If a money market fund’s level of weekly liquid assets falls below 30 percent, a money market fund’s board could in its discretion temporarily suspend redemptions (gate).  To impose a gate, the board of directors would find that imposing a gate is in the money market fund’s best interests.  A money market fund that imposes a gate would be required to lift that gate within 10 business days, although the board of directors could determine to lift the gate earlier.  Money market funds would not be able to impose a gate for more than 10 business days in any 90-day period.
Source: SEC.

“This is not an insubstantial rule. The big question is will it accomplish what it was supposed to? I think the jury is still out on that,” says Jay Baris, a partner at law firm Morrison & Foerster and chairman of its investment management practice. “No matter what the SEC did, there would still be people who didn’t like it. Some will say it goes too far; others will say it doesn’t go far enough.”

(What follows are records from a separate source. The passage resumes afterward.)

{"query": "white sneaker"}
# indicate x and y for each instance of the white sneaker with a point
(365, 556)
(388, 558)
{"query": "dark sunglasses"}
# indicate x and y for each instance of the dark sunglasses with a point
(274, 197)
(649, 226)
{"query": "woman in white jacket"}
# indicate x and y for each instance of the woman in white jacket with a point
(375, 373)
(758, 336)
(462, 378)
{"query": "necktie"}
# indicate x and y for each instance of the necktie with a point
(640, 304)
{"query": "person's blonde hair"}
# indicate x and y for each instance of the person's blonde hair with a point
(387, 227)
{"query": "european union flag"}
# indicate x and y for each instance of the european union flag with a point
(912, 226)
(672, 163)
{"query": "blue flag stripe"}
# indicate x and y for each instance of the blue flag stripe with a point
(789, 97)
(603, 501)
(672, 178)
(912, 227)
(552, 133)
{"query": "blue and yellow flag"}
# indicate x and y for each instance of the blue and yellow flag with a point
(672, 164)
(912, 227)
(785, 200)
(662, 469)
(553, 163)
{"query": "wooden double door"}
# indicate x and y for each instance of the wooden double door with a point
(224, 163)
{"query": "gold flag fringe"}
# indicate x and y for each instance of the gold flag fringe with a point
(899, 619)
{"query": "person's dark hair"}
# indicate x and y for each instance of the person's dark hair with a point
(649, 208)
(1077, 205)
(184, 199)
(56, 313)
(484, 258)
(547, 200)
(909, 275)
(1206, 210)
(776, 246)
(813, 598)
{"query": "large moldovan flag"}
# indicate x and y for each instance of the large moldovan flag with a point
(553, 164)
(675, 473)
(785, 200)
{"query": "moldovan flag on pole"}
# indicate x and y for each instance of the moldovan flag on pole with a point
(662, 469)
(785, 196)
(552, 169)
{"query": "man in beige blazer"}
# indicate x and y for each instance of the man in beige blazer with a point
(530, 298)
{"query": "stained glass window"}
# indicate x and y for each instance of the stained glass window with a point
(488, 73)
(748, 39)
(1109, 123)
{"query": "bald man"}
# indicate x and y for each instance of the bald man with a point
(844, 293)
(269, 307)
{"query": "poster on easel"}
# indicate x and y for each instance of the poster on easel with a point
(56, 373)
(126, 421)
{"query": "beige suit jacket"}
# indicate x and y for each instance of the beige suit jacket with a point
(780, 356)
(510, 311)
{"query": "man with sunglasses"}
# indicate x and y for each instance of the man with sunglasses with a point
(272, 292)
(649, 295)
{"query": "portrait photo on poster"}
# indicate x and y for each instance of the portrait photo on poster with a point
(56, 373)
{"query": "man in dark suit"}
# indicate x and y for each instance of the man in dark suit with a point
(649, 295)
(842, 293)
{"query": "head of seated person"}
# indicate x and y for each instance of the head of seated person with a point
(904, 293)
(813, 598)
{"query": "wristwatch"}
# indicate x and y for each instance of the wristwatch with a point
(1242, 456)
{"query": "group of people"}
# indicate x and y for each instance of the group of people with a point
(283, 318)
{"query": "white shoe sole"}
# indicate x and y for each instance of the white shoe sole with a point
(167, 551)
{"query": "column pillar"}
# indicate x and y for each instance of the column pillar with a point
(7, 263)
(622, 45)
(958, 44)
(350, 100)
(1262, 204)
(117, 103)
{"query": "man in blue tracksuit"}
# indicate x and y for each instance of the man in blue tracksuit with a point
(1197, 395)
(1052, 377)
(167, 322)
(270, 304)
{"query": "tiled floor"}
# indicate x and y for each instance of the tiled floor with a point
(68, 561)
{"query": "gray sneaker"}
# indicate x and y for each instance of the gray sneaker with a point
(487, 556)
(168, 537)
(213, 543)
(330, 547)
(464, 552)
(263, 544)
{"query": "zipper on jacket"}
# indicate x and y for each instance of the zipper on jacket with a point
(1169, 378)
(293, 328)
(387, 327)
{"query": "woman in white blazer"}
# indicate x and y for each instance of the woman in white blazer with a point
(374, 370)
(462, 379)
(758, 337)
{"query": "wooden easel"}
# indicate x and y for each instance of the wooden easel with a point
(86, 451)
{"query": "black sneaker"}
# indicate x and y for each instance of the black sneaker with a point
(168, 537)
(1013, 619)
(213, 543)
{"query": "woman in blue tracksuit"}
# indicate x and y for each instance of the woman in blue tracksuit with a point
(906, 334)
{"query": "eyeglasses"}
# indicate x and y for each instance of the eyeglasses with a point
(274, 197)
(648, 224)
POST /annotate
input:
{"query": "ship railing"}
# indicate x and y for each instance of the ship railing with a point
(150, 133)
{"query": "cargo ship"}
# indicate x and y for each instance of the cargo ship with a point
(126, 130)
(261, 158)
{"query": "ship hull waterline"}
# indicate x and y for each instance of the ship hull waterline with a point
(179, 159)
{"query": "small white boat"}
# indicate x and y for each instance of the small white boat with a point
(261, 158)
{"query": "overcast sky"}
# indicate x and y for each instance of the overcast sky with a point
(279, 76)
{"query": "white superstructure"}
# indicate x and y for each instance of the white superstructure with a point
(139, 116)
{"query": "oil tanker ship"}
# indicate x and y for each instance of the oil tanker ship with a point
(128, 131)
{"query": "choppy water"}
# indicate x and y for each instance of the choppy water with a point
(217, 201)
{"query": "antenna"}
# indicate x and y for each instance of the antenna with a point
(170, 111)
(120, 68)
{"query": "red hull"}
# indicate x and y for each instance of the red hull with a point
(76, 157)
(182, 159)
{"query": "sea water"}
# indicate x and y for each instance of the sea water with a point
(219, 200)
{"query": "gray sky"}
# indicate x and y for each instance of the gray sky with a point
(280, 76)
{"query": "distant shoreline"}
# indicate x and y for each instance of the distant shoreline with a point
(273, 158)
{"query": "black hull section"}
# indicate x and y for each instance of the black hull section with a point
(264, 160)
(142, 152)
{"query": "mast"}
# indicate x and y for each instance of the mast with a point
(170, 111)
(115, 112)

The final rule ballooned to 869 pages with more than 2,500 footnotes. Baris describes the added bulk as indicative of the many compromises that went into the drafting, a necessary step to secure needed votes from commissioners (Kara Stein, a Democrat, and Republican Michael Piwowar nevertheless voted against it).

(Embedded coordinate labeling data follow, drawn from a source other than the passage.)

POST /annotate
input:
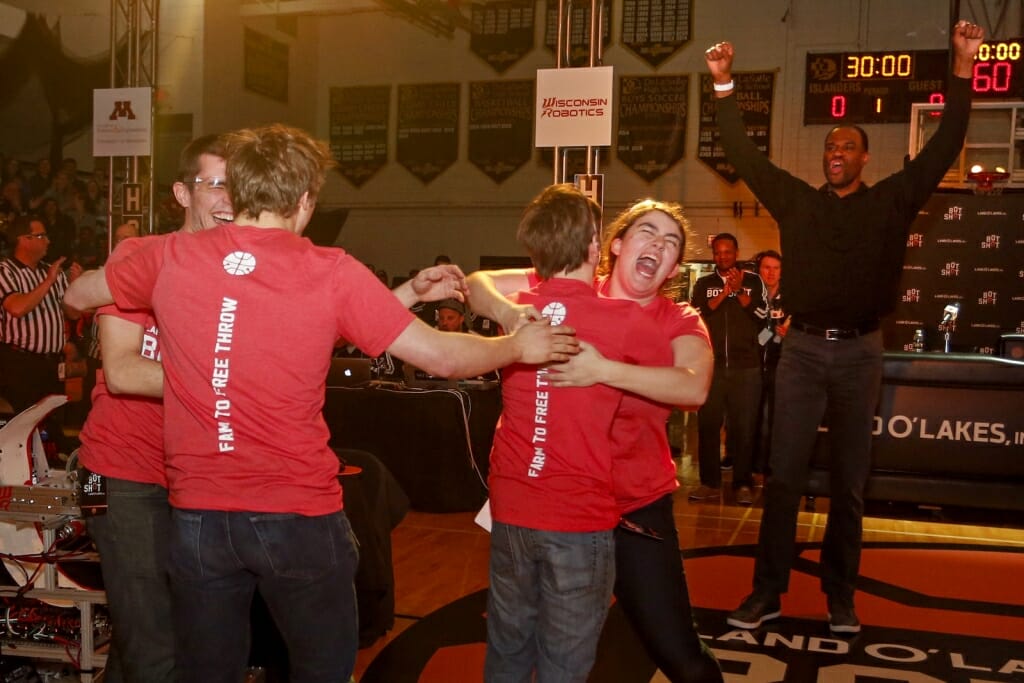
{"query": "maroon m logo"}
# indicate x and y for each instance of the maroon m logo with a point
(122, 110)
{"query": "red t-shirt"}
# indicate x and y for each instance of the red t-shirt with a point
(250, 317)
(643, 467)
(123, 436)
(551, 461)
(644, 470)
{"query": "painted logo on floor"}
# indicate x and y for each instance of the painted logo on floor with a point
(930, 613)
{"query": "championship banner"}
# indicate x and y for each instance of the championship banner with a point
(755, 93)
(265, 66)
(579, 30)
(965, 250)
(502, 32)
(358, 120)
(501, 126)
(655, 30)
(428, 128)
(651, 123)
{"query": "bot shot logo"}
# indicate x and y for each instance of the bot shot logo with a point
(987, 298)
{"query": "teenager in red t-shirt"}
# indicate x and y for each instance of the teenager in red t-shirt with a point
(642, 252)
(123, 441)
(552, 499)
(249, 314)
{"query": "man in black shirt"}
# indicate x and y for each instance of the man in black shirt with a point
(844, 246)
(732, 302)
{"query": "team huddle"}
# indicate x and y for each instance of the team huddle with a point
(217, 340)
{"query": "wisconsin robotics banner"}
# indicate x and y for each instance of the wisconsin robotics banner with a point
(502, 32)
(501, 126)
(968, 250)
(358, 120)
(755, 93)
(651, 123)
(428, 128)
(655, 29)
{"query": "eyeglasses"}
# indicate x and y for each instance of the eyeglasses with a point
(214, 183)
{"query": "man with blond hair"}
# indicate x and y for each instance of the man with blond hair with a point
(249, 314)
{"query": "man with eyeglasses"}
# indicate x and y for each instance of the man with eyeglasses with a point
(32, 322)
(123, 442)
(250, 313)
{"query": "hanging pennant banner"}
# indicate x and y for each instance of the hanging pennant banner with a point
(358, 120)
(655, 30)
(651, 123)
(502, 32)
(501, 126)
(428, 128)
(755, 92)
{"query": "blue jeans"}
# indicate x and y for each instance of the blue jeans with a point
(132, 540)
(837, 382)
(303, 568)
(549, 596)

“All of these rules are going to require more compliance and changes to systems,” Baris says. “The rule will require more oversight by the board of directors. There are costs embedded in complying with the new rules, the question is how much?”

Among the SEC’s compromises: The floating NAV requirement does not apply to retail funds, only institutional funds and the pending tax guidance is also especially welcomed. “The IRS’ allowance for trades to be accounted on a gross basis, rather than a trade-by-trade basis, “will go a long way toward easing” fears of “a recordkeeping and tax accounting nightmare,” Baris says.

Scott Weisman, a managing director in PwC’s financial services regulatory practice, advises a wait-and-see approach. “SEC staff has tried to come up with a solution that it believes isn’t going to be too onerous operationally and compliance-wise for institutional prime funds, while at the same time balancing the need for controlling runs and bringing more soundness to money market funds in general,” he says. A two-year transition period and the creation of a working group that will assess implementation problems and make recommendations for fresh guidance or rule amendments are both positives for all parties.

Other concerns, such as those voiced by the SEC’s Stein, are that liquidity fees and gates may encourage runs, rather than prevent them. It is a trickier situation to assess at this moment, Weisman says. On one hand, fund boards were given flexibility in deciding when, and to what degree liquidity fees will be assessed and when gates are triggered. That flexibility, however, creates some uncertainty as to what those parameters will be on a fund-by-fund basis.

His advice: let the rule play out. “All predictions are really out the window and people need time to digest what this is going to mean,” he says.